Image Credit: Submitted/National Film Board
January 28, 2024 - 6:00 AM
There was a time when Okanagan orchardists had to spend six hours just to spray chemicals on each acre of their fruit trees.
A National Film Board video, shot in 1955 at the Dominion Experimental Farm in Summerland and just recently made available, shows how the technology had evolved by that time to create single-sided spraying machines, towed by tractors that could do the job in half an hour.
A double-sided sprayer could cover an acre in only 15 minutes.
While similar sprayers are still used in Okanagan orchards today, there is a significant difference between how that work is now being done.
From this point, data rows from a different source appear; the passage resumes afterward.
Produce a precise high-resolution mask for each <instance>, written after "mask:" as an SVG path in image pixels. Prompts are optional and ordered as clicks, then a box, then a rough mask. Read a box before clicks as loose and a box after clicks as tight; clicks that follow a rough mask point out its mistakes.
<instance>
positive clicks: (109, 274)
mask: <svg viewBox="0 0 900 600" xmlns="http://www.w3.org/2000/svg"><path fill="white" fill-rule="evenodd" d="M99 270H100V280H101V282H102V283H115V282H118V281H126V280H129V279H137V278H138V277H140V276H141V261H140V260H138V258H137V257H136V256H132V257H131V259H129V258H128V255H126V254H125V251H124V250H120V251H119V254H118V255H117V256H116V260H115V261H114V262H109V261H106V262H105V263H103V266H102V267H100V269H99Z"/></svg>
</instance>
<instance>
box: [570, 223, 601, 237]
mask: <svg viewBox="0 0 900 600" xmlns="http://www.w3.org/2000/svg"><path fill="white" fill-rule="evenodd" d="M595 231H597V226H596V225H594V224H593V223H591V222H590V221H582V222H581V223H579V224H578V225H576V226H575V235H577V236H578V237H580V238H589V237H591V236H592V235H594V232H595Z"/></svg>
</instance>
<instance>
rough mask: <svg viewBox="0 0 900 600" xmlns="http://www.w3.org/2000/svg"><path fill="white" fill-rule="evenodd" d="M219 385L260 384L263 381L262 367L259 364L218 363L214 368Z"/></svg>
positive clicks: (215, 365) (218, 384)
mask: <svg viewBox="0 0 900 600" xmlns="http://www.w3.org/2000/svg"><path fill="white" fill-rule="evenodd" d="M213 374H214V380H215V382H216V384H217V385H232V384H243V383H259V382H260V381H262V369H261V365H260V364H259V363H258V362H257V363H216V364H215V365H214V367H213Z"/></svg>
READ MORE: iN VIDEO: Dwarf apple trees in the Okanagan in the spotlight of this 1955 film
In the video, it shows both the hand spraying and those driving the tractors without any protective coverings – no ear protectors, gloves, waterproof coveralls, eye protectors or respirators.
The scene shot for the three-minute film, narrated by Julius Biggs, shows one tractor following fairly closely behind the spray of another.
“Always wear coveralls, waterproof boots, waterproof gloves, and a proper hat,” a current Government of BC website on personal protective clothing for pesticide handling says. “Sometimes you will also need to wear eye or face protection, respirator, waterproof apron, waterproof pants and jacket.”
Another recently digitized National Film Board offering is a called: Okanagan – Canada’s Apple Valley.
It’s a five-minute film showing people picking apples, stacking them in what are probably 40-pound wooden boxers – not the big bins seen in orchards today – and unloaded at Kelowna Growers Exchange Plant No. 8.
There they are sorted, individually wrapped in paper, repacked in wooden boxes with attractive labels and stored for shipping.
Unfortunately, this is a silent movie since the sound reel could not be found in the National Film Board vault, an email from the board says.